Auch in der Überlieferung der römischen Geschichte und Sprache vermutet Davidson Lücken.186 Latein (das sog. klassische Latein) war wohl genauso wie Hebräisch und (klassisches) Griechisch eine reine Kunstsprache. Hebräisch war „schon in frühesten Zeiten in Palästina keine lebende Sprache, sondern nur noch eine heilige Gelehrtensprache.“187 Es war auch in Europa bis weit ins 19. Jahrhundert hinein die Sprache einer sehr begrenzten geistlichen und wissenschaftlichen jüdischen Elite. Die große Masse der Aschkenasim sprach Jiddisch, der sephardischen Juden Ladino und Judezmo (romanische Sprachen). Die Aschkenasim bezeichneten ihre Sprache nicht als jiddisch, sondern als „taitsch“ (deutsch).
Im Gegensatz zum Jiddischen und Ladino waren das angeblich unter Alfons X., dem Weisen (1252-1282), – unter Mitwirkung der spanischen Juden – geschaffene Kastilisch188 und das in der 2. Hälfte des 14. Jahrhunderts in der Prager Kanzlei geschaffene Deutsch reine Kunstsprachen. Kastilisch soll sich nach Aussage des im 15. Jahrhundert lebenden Grammatikers Antonio de Nebrija wohl schon im Hohen Mittelalter „nach Aragon, Navarra und Italien“ ausgebreitet haben. Im Gegensatz zu Hebräisch, Latein und Griechisch war in großen Teilen des südlichen Iberiens bis ins späte Mittelalter das Arabische noch eine lebende Sprache.189
In Dantes Sprachkonzeption ist im Unterschied zum Arabischen und zu den historisch gewachsenen romanischen Volkssprachen, welche linguae naturales, also Natursprachen, sind, das klassische Latein eine lingua artificialis, also eine Kunstsprache, quam Romani grammaticam vocaverunt (welche die Römer als Grammatik bezeichneten). Auch für Dante ist das klassische Latein eine Sprache, in welcher die Grammatik eine wesentlich größere Rolle spielt und welche auch wesentlich anspruchsvoller zu erlernen ist als die Volkssprachen.190
Es ist somit undenkbar, dass ein einfacher Römer z. B. das Werk von Sallust oder Reden des Cicero hätte lesen und verstehen können.191 Mir ist ja immer seltsam vorgekommen, dass auch noch das heutige moderne Spanisch in der Grammatik dem Lateinischen viel näher verwandt ist als das moderne Italienisch. Vielleicht besteht des Rätsels Lösung darin, wie Ralph Davidson davon auszugehen, dass die romanischen Sprachen nicht Tochtersprachen des Lateinischen sind, sondern evtl. einer älteren „romanischen“ Sprachschicht Europas angehören, welche einst von Portugal bis Rumänien reichte. Neben anderen hat sich auch Horst Friedrich dieser erstmals von Davidson im Jahre 1995 geäußerten Auffassung angeschlossen.192
Verglichen mit dem Lateinischen weist die Entwicklung des Hebräischen vom Bibelhebräischen bis zum modernen Israelhebräisch eine einmalige Kontinuität auf. Interessant ist für mich, dass das jüdische Volk das einzige der westlich-abendländischen Kultur ist, das wirklich aus der Sicht von Sprache und Kultur noch in einer wirklich antiken Tradition steht. Die hebräische Sprache hat sich, von modernen Wortbildungen wie tazgig (Email), mechonit (Auto), monit (Taxi) etc. abgesehen, bis zum heutigen Tag in ihren Grundfesten erhalten. Es ist auch heute noch viel schwieriger, einen unpunktierten hebräischen als einen deutschen Text flüssig zu lesen.

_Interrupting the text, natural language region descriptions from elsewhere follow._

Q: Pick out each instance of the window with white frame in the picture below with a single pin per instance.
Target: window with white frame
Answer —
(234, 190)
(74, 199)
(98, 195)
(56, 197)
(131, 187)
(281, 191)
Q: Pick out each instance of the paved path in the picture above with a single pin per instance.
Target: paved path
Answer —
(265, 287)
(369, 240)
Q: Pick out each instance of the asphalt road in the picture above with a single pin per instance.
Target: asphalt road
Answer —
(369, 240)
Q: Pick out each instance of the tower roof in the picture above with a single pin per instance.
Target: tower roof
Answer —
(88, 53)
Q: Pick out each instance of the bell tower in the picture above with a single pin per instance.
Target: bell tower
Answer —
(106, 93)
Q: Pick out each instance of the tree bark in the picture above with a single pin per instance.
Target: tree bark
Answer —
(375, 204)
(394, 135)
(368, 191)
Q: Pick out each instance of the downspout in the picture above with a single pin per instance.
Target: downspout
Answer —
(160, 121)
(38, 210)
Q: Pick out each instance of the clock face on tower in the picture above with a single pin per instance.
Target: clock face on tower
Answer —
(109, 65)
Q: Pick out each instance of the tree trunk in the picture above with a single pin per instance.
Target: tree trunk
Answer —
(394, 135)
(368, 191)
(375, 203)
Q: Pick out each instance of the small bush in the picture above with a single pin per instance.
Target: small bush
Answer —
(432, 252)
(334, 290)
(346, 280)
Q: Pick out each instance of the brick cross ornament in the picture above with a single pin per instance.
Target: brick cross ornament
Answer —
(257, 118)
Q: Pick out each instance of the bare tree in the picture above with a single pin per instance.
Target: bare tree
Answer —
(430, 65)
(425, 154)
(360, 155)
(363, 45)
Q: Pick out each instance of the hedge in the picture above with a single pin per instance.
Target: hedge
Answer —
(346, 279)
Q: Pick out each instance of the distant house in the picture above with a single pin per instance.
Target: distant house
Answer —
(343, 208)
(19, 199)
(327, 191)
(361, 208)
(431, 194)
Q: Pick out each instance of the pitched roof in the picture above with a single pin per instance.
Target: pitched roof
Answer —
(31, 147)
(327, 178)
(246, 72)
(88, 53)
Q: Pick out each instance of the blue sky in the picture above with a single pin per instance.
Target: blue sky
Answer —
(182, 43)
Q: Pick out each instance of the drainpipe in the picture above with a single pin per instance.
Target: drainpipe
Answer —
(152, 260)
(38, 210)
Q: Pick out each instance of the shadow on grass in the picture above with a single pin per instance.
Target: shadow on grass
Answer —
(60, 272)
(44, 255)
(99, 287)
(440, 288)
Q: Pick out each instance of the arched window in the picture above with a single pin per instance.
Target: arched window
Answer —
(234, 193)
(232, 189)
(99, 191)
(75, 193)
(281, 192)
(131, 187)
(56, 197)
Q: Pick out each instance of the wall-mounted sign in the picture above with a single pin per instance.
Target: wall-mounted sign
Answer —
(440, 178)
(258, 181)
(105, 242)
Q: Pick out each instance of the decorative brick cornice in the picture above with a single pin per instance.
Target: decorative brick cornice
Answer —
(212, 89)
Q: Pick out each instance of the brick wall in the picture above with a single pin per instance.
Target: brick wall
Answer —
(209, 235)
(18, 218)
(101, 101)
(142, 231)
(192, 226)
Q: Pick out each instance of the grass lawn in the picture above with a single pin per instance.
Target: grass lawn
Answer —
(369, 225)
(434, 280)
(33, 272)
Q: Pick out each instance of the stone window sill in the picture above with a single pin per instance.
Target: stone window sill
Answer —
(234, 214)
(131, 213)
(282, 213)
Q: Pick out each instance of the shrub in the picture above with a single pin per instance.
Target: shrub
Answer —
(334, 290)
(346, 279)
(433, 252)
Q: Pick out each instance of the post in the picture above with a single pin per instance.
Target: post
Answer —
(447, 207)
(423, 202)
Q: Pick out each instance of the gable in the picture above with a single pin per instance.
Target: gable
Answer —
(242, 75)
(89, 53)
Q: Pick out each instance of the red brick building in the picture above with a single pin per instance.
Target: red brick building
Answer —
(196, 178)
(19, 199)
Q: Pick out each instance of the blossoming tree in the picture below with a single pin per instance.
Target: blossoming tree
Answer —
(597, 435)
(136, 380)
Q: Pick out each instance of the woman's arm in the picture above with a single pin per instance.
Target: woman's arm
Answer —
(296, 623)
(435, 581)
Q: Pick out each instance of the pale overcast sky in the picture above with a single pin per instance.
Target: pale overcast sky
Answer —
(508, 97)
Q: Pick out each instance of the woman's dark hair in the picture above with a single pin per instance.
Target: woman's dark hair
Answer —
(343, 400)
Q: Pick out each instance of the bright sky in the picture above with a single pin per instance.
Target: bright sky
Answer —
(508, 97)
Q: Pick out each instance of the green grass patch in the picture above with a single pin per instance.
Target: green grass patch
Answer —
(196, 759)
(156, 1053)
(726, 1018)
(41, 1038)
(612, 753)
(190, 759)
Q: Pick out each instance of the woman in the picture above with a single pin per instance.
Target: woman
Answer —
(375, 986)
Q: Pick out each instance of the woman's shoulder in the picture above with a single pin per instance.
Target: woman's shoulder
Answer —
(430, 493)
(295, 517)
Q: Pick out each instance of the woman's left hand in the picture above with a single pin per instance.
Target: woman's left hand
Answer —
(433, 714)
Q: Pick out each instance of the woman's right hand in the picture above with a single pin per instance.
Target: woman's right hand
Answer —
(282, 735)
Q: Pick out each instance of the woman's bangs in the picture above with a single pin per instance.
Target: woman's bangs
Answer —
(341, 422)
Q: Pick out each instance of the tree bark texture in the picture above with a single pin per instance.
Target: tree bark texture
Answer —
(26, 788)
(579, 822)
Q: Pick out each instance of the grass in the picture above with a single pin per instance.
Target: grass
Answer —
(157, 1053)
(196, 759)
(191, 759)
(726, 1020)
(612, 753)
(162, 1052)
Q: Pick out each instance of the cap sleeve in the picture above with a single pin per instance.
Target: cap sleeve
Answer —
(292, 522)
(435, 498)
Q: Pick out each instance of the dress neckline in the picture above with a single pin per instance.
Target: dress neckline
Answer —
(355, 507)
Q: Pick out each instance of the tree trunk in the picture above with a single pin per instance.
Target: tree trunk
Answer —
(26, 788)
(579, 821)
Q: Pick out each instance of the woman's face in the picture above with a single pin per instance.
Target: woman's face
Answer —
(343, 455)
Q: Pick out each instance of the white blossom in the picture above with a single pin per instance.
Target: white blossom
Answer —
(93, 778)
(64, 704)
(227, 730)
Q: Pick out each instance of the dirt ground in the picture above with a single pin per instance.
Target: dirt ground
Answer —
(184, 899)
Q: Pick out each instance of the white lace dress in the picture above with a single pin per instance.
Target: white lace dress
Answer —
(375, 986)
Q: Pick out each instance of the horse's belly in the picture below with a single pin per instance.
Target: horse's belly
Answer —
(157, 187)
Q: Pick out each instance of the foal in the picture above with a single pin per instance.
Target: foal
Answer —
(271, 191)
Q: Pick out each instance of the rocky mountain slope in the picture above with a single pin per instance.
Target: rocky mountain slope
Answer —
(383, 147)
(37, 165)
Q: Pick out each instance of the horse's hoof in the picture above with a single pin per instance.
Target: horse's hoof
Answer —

Nicht so einfach liegen die Probleme bei allem, was mit „deutsch“ zu tun hat. Was die deutsche Geschichte und damit auch die Begriffe deutsch und Deutschland betrifft, darf man getrost von einer germanischen Ideologie sprechen. Höchst verdächtig ist, dass die meisten antiken Texte – auch solche, welche mit den Anfängen Deutschlands zu tun haben – ausgerechnet „erst von den frühen Humanisten durch systematische Suche vor allem in den Klosterbibliotheken193 des deutschen Kulturraumes und Sprachgebietes ans Licht befördert worden“194 sind. Dazu gehört auch die Germania von Tacitus, an deren Echtheit Brasi195 mit Berufung auf Herbert Hunger196 zu Recht zweifelt. Die Tacitushandschrift ist unter seltsamen Umständen erstmals 1425 im deutschen Kloster Hersfeld entdeckt und noch später publiziert worden.197
Über die hier angeschnittene Frage hinaus ist zu beachten, dass auch literarische Quellen, welche Ereignisse und Vorgänge der Antike betreffen, nicht nur aus dem Mittelalter stammen, sondern – zu einem sehr geringen Teil – auch antiker Provenienz sind. Es hat sich noch nicht einmal bei allen Historikern herumgesprochen, dass „viele Dutzende von längeren und kürzeren Fragmenten der antiken Literatur“, vor allem der altgriechischen, auf antiken Papyri überliefert worden sind und sich bis heute erhalten haben. Die Fragmente griechischer Papyri sind für die Wirkungsgeschichte des Hellenismus ohne Bedeutung und bringen auch sonst, wenn man von medizinischen Spezialfragen absieht, keinen allgemeinen historischen Erkenntnisgewinn.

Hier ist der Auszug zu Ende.